Conte du monde illustré : Pinocchio | Chapitre cinq

Chapitre 5 - Pinocchio a faim et cherche un œuf pour faire une omelette. Mais au moment de la manger, l’omelette s’envole par la fenêtre.



La nuit commençait à tomber. Pinocchio ressentit un petit creux à l’estomac et se rappela qu’il n’avait rien mangé.

Ce petit creux, chez les enfants, grandit rapidement. En peu de minutes, il se transforme en véritable faim et cette faim, subrepticement, devient faim de loup, une faim colossale.

Le pauvre Pinocchio commença par se ruer vers la cheminée où fumait une casserole et voulut enlever le couvercle pour voir ce qui cuisait. Mais cette casserole n’étant qu’une peinture murale, imaginez sa stupeur ! Son nez, déjà long, s’allongea encore plus, d’au moins quatre doigts.

Alors il se mit à courir comme un fou dans toute la pièce, fouillant dans toutes les boites, inspectant les placards à la recherche d’un peu de pain sec, d’un croûton quelconque, d’un os pour chien, d’un restant de polenta moisie, d’une arête de poisson ou d’un noyau de cerise, bref de n’importe quoi à se mettre sous la dent, mais il ne trouva rien, absolument rien, rien de rien.

Or la faim grandissait et grandissait toujours. Cette faim provoquait en lui l’envie de bailler et ces bâillements étaient si conséquents que sa bouche s’étirait jusqu’aux oreilles. Il baillait, crachotait et sentait que son estomac lui descendait sur les talons.

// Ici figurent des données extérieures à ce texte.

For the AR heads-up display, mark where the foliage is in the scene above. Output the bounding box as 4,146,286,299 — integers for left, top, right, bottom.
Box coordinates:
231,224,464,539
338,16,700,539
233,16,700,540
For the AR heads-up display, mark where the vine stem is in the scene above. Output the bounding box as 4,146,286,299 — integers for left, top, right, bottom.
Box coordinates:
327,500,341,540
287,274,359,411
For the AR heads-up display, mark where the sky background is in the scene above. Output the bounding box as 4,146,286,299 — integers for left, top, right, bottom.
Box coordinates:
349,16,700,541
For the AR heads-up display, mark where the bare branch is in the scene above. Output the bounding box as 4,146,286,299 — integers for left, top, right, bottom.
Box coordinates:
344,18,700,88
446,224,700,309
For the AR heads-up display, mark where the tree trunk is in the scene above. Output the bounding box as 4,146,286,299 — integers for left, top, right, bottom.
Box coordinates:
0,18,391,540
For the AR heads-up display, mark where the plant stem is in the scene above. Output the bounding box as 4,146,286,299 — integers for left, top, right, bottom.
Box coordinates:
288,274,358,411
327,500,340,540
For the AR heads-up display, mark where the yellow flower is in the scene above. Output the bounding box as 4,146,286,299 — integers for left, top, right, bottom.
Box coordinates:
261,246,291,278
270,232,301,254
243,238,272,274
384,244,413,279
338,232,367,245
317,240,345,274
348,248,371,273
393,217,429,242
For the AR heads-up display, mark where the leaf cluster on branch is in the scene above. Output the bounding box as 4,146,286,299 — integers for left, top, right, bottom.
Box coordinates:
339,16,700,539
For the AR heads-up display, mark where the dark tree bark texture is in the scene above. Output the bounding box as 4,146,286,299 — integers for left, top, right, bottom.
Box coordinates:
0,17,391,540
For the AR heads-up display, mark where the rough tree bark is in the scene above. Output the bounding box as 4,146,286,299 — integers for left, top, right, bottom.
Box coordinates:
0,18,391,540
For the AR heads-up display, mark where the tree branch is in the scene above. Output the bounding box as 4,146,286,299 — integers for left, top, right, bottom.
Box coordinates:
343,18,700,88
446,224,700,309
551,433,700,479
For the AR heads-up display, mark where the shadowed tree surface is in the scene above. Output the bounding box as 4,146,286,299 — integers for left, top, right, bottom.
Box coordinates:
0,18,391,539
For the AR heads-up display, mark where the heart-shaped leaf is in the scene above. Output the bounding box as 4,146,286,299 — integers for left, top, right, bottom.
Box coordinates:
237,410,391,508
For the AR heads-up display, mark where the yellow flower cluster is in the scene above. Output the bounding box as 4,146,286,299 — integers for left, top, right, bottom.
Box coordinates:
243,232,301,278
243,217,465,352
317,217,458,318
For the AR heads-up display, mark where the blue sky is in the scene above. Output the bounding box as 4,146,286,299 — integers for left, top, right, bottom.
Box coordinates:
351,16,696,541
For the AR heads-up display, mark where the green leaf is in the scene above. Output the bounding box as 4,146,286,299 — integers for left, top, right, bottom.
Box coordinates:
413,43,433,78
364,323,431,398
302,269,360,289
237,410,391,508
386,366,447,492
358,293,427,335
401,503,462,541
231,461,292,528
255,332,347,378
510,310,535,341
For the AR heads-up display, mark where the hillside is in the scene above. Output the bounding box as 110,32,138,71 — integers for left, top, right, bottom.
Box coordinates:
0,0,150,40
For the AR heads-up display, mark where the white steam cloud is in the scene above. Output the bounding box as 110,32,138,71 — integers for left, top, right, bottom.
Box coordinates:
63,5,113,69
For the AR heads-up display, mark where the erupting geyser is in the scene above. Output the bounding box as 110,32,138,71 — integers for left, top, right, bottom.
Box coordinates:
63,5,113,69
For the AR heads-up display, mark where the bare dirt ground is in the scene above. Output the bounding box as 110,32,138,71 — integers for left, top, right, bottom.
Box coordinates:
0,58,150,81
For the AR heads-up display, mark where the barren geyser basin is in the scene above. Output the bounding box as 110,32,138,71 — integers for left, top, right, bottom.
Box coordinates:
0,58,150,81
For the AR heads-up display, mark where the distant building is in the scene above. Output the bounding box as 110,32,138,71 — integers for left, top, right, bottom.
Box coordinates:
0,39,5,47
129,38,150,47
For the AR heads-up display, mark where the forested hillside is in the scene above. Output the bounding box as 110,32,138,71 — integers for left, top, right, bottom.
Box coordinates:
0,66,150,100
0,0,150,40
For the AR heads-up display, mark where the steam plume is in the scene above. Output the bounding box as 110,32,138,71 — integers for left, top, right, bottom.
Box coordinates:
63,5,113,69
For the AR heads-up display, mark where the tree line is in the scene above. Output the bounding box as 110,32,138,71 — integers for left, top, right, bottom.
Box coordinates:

Désespéré, il se mit à pleurer :

–    Le Grillon-qui-parle avait raison. Je n’aurais pas dû me révolter contre mon papa ni me sauver de la maison. Si papa était là, je n’en serais pas réduit à bailler à en mourir ! Oh ! Quelle sale maladie que d’avoir faim !
 
Mais voilà qu’il lui sembla voir, dans un tas de poussière, quelque chose de rond et blanc, comme un œuf de poule. Il se jeta dessus d’un seul bond. C’était bien un œuf.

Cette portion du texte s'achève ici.